Baykal, muhalefetin "Dış geziden dön" çağrılarına rağmen Başbakan'ın dönmemesi ancak bugün gezisini kısaltmasını ise "Başbakan ve yakın çevresi bir kez daha 24 saat içinde çelişkili hükümler veren değerlendirmeler yapan bir siyaset izlediklerini gösterdiler. Başbakan'ın uyarıları daha soğukkanlı değerlendirmesine ihtiyaç var. Karşıtlarını suçlayarak halkın gözünde yanlışını örtbas edemeyeceği ortaya çıkmıştır" sözleriyle değerlendirdi.
"CHP yanlış olduğuna inandığı için açılıma karşı çıktı"
Baykal, Hükümet'in, açılım ve diğer konularda muhalefetin siyasi rant peşinde olduğu yönündeki suçlamalarına ise "Hükümet, İçişleri Bakanı 'Biz samimiyiz bu açılım politikasında, rant elde etmek için buna karşı çıkıyorlar' diyor. Adam yaptığı savunamıyor. 'Yaptığım iş ülkeye yarar getirdi, kardeşliği artırdık, barışı artırdık, hukuku egemen kıldık, insanlar şimdi daha mutlu' diyemiyor. Muhalefet rant peşinde diye konuşuyor" yanıtını verdi.

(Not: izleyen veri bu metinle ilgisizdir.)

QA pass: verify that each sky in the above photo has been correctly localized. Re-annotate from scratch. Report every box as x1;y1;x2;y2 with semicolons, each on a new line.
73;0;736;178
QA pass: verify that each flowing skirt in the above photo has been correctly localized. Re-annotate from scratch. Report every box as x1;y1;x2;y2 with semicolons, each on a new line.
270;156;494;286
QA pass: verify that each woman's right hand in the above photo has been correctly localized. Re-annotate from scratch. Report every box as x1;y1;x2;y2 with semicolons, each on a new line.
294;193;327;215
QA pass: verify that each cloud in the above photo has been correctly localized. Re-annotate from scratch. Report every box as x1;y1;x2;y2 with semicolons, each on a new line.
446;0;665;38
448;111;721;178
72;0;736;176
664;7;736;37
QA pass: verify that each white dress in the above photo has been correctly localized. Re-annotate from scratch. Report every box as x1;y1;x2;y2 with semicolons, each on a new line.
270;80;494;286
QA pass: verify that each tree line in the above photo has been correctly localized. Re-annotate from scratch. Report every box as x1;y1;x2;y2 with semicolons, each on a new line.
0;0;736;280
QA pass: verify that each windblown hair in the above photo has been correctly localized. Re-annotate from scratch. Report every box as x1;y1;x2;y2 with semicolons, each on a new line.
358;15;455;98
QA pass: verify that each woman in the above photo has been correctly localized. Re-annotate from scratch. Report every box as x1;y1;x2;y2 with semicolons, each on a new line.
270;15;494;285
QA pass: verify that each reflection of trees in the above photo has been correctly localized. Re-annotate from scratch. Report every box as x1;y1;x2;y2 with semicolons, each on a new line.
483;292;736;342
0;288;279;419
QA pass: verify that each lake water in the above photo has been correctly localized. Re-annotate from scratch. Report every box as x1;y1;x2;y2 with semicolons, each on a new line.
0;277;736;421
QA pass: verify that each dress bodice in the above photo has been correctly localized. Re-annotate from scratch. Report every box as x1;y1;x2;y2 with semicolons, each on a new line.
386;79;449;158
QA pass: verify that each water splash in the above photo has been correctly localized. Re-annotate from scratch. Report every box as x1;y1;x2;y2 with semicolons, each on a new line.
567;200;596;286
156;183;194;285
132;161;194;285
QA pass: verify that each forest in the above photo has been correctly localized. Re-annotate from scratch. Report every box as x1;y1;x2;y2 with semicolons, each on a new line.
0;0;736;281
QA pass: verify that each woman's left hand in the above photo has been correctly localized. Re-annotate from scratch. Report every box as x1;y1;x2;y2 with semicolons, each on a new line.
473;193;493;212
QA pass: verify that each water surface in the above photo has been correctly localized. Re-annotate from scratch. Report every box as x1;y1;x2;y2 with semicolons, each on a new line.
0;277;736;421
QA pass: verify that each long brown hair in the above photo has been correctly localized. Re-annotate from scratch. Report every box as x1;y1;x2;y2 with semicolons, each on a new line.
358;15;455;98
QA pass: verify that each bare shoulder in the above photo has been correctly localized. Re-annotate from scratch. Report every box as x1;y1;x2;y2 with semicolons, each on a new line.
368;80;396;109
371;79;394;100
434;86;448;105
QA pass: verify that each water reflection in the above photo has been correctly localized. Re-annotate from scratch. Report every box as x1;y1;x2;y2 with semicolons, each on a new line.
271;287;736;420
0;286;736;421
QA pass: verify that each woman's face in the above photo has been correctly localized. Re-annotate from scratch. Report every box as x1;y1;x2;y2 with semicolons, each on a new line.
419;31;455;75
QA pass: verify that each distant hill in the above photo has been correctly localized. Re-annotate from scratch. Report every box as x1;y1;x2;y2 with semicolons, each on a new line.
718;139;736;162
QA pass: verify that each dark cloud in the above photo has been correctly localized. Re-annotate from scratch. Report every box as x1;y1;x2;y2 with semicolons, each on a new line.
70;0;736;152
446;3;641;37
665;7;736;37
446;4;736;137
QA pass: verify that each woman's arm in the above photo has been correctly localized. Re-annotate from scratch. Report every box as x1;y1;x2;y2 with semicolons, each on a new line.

İnsanların birbirine girdiğini, hukukun ortadan kalktığını, polisin bölünmeye başladığını, can güvenliğinin tehlikeye girdiğini dile getiren Baykal, sözlerini şöyle sürdürdü:
"İnsanlar kökü kökeni nedeniyle birbirini suçlar hale geldi, o hala samimiyetten bahsediyor. 'Ben samimiyim' diyor. Bakan'ın samimi olup olmadığı kimseyi ilgilendirmez. Kimse kimsenin duygularını samimiyetini sorgulamıyor. Biz yapılan işin Türkiye'yi ne hale getirdiğini görüyoruz ve buna karşı çıkıyoruz. CHP rant olduğu için değil memleket yararı olduğu için, herkes seni alkışlarken buna karşı çıktı. Yanlış olduğuna inandığımız için gerekirse bedel ödemeyi göze alarak karşı çıktık. Şimdi bunun yanlış olduğu ortaya çıkınca herkes bize hak vermeye başlayınca ne söyleyeceklerini şaşırdılar Bizim rant peşinde olup olmadığımızı millet çok iyi biliyor."